Der Skandal für die Schöpfungsgläubigen liegt darin, daß sich in der natürlichen Evolution das Höhere (Komplexere) aus dem Niedrigeren (Einfacheren) entwickelt hat. Die Schöpfung dagegen steht, nach allem, was man darüber so hört, unter Gott; Gott hat etwas geschaffen, das weniger wertvoll als er selbst ist - keine Kunst, sozusagen, von allen Mängeln der Schöpfung ganz abgesehen. Daß Gott den Menschen schaffen konnte, ist also kaum verwunderlich, ist er uns doch in allen Belangen unendlich überlegen. Aber daß auch die Affen dazu in der Lage waren, obwohl sie so viel weniger brilliant sind als wir, das ist schon erstaunlich und stellt ihre Leistung über die Gottes. Im Unterschied zu Gott wächst die Natur ständig über sich hinaus.

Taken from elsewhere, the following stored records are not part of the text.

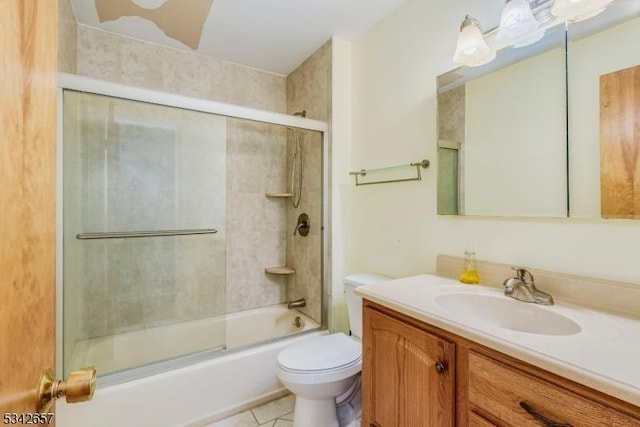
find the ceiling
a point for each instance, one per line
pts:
(271, 35)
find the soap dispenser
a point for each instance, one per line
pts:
(469, 273)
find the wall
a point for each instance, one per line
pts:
(309, 89)
(395, 229)
(616, 50)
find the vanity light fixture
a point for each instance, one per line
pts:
(578, 10)
(472, 50)
(522, 23)
(518, 23)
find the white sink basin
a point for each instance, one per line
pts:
(504, 312)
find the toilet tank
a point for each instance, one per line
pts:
(354, 302)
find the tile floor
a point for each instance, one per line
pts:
(278, 413)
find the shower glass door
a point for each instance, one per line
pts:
(144, 258)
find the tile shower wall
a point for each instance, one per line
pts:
(309, 89)
(67, 37)
(451, 128)
(255, 152)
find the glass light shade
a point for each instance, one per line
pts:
(578, 9)
(472, 50)
(516, 22)
(530, 39)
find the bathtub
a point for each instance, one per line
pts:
(213, 386)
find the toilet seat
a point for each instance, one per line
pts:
(319, 360)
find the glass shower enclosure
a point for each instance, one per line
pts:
(152, 239)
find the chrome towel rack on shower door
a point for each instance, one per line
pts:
(423, 164)
(159, 233)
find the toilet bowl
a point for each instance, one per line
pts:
(320, 369)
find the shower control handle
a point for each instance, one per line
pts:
(303, 225)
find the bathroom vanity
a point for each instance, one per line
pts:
(426, 363)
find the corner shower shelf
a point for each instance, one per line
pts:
(280, 270)
(279, 194)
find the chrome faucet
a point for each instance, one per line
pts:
(299, 303)
(522, 288)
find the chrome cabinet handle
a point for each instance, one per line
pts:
(544, 420)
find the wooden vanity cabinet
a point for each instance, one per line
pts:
(403, 385)
(407, 375)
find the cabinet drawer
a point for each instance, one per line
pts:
(516, 398)
(476, 420)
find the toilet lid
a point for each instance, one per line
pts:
(321, 353)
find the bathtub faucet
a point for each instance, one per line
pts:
(297, 303)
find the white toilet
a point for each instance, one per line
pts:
(320, 369)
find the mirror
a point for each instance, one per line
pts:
(604, 98)
(502, 134)
(502, 127)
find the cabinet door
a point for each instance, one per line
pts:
(407, 375)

Auch im Unterschied zu mir. Das Einzelwesen wird bekanntlich schwach und stirbt und all seine Pläne führen ins Nichts. An dieser Stelle der Schöpfung behält der Schöpfungsmythos seine Bedeutung:
Zitat von F. A. Graf
Die beiden Schöpfungserzählungen im ersten Buch Mose sind oft buchstäblich als Weltentstehungsberichte gelesen worden. Aber es geht um anderes. Martin Luther hat im "Kleinen Katechismus" den ersten Artikel des christlichen Glaubensbekenntnisses existentialistisch gedeutet: "Ich glaube, dass Gott mich geschaffen hat . . ."
Kein Mensch hat sich selbst das Leben gegeben. Wir alle leben von Voraussetzungen, die uns nicht zur Verfügung stehen. Schöpfungsglaube ist ein Medium intensivierter Selbstreflexion des Menschen. Wer den Unterschied von Schöpfer und vornehmstem Geschöpf kennt, kann seine Endlichkeit konstruktiv annehmen und den Lebensmoment ernst nehmen, auskosten.
Nur politisch ist aus solcher Selbstreflexion nichts Autoritäres mehr herauszuholen, und da zwickt es anscheinend die Kreationisten:
Zitat von F. A. Graf
Wer eine Institution als vom Schöpfer selbst gestiftet deutet, will sie der Verfügung des Menschen entziehen. Und wer sich Schöpfungssprache erfolgreich zu eigen macht und seine Schöpfungssicht durchsetzt, verfügt über religiös-politische Deutungsmacht.
Die aktuellen Auseinandersetzungen um den modernen Kreationismus lassen sich nur mit Blick auf den fundamentalpolitischen Gehalt religiöser Schöpfungssprache angemessen deuten.
[...]
In entschiedener Politisierung setzten die amerikanischen Fundamentalisten seit den 1970er Jahren nun umgekehrt darauf, über die Grenzen des eigenen Milieus hinaus antiliberale Zweckbündnisse von Kräften zu schmieden, die die freiheitsdienliche Entkoppelung von Religion und Politik als Wertverlust und verunsichernden Relativismus erfuhren.
Das Problem liegt hierbei darin, daß diese Entkopplung heute immer weniger der Freiheit dient, sondern dem Staat (der säkularistischen Linken) den Platz gibt, eine neue Zivilreligion zu entwickeln, die nicht weniger autoritär als die hergebrachten Jenseitsreligionen ist. Die Religionsgemeinschaften, je fundamentalistischer, desto mehr, bilden dagegen eine der wichtigsten Widerstandsressourcen der Gesellschaft gegen den neuen "weichen" Totalitarismus - und wenn sie nur für ihr Recht auf Homophobie kämpfen.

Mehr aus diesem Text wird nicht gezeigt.